EDIT -- Just wrote all the stuff below but see you said "Aero" -- are you in Europe?
The '86 SPG has run-of-the-mill Turbo springs; '87 was the first year of actual "SPG springs," which are stiffer and lower. Either get a used set of those (they must have a silver, bronze or gold paint mark on them) or get some aftermarket springs. Any aftermarket springs will be at least as low/stiff as the SPG stuff. Check out the classifieds at saablink.net, saabcentral.com, or maybe saabnet.com.
Performance shock choices are limited in the U.S.: either Konis, which are expensive, or Bilstein HDs, which are cheaper but also somewhat stiff in compression, so the ride comfort isn't as good. If you get Konis, set the rears on full stiff. Another option, which I don't recommend but which is cheap, is the white KYB shocks (not silver), which are very stiff in compression; I can't wait to get rid of them on my daily driver.
The front swaybar can be made considerably stiffer by switching to polyurethane bushings at both the outer and inner attachments. Buy poly outers from anywhere Saab parts are sold (I prefer www.eeuroparts.com); buy the inners from www.sasab.com, in Oregon.
Perhaps most important up front is the alignment. The cars come with 0 or even positive camber from the factory. Get some spare shims from a junkyard car and dial in about -1 to -1.5 degrees camber, and set the toe to close to zero, slightly toed in. You'll like that mo' better. Oh, but before you start messing with that, inpsect the RH upper control arm bushings to ensure they're not failing, which they tend to do due to heat from the downpipe. Don't bother changing the lowers or the LH uppers (VERY hard with the engine in the car). Also make sure that the ball joints and tie rod ends are in good shape before an alignment. If you need to replace ball joints, DO NOT buy the cheapest ones, which are made in China and are junk.
I buy Moog/TRW stuff and have had good luck. (It looks like eEuro is selling only cheap or OE; try RockAuto for more sellection.)
The rear swaybar bushings die but are very expensive to replace from Saab. IIRC, you can get poly for them but they, too, are $$$. Inspect the upper control links at the rear axle.

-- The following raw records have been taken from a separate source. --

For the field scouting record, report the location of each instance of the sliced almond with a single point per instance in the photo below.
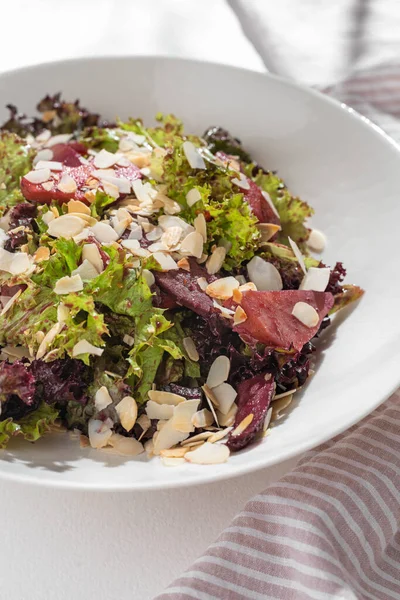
(190, 348)
(165, 261)
(208, 454)
(99, 433)
(127, 411)
(193, 244)
(200, 226)
(85, 347)
(162, 397)
(219, 371)
(183, 413)
(102, 398)
(104, 233)
(316, 241)
(184, 264)
(202, 418)
(91, 253)
(159, 411)
(240, 316)
(66, 226)
(67, 285)
(193, 196)
(264, 275)
(225, 395)
(243, 425)
(228, 419)
(316, 279)
(216, 260)
(306, 314)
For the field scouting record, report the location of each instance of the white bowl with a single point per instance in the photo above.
(348, 169)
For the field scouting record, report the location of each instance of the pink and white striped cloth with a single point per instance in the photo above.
(330, 529)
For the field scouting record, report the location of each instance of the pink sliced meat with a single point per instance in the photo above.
(270, 320)
(76, 167)
(259, 204)
(254, 397)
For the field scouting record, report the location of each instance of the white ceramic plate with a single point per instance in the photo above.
(345, 167)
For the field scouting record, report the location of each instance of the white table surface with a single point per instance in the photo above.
(60, 545)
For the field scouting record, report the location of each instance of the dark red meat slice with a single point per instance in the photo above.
(259, 205)
(254, 397)
(80, 172)
(182, 287)
(270, 320)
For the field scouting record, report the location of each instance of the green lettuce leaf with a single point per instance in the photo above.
(31, 427)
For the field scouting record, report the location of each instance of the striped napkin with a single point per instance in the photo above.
(330, 529)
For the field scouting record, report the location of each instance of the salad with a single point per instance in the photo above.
(157, 289)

The rear upper link bushings at both the front and, to the lesser extent, the rear, fail. Scantech, which makes lots of aftermarket stuff for Saab/Volvo, sells some that are crap but will last a couple years. OE will last longer but for mo' money, of course.
Meanwhile, inspect all vacuum lines underhood, and replace, as necessary. They commonly split at the nipples. Also, check your base boost -- it is usually low on a used car and, when adjusted properly, makes the engine a lot more responsive. Ignore web-based advice to buy a fancy gauge -- just adjust it so the base boost goes to the middle of the orange. If you always use premium fuel, set it a bit to the right of middle.
Put a Mity-Vac on the line from the manifold to the vac. capsule on the distributor to make sure it holds vac/pressure. If not, get another one on there. Confirm base timing is at 16*BTDC while you're at it -- the timing hole is hard to get at, so be patient.
Test the throttle switch to ensure that the WOT position works. If not, you could eventually hurt yo motuh.
I would also change the brake fluid, including the clutch circuit, if you don't know the last service. Coolant, too. Geeks use spendy Saab coolant (blue crap from Europe), but the point is to change it -- it's more important for the 2.1L motors 91-93.
I would change the gear oil every 20k miles or so, and use synthetic (I use Redline MTL). If you live where it's hot and drive, um, in a spirited manner, the MTL will thin out. If that's the case, cut it with some MT-90. Shockloading the transmission by doing drag starts will certainly hasten the demise of the gearbox.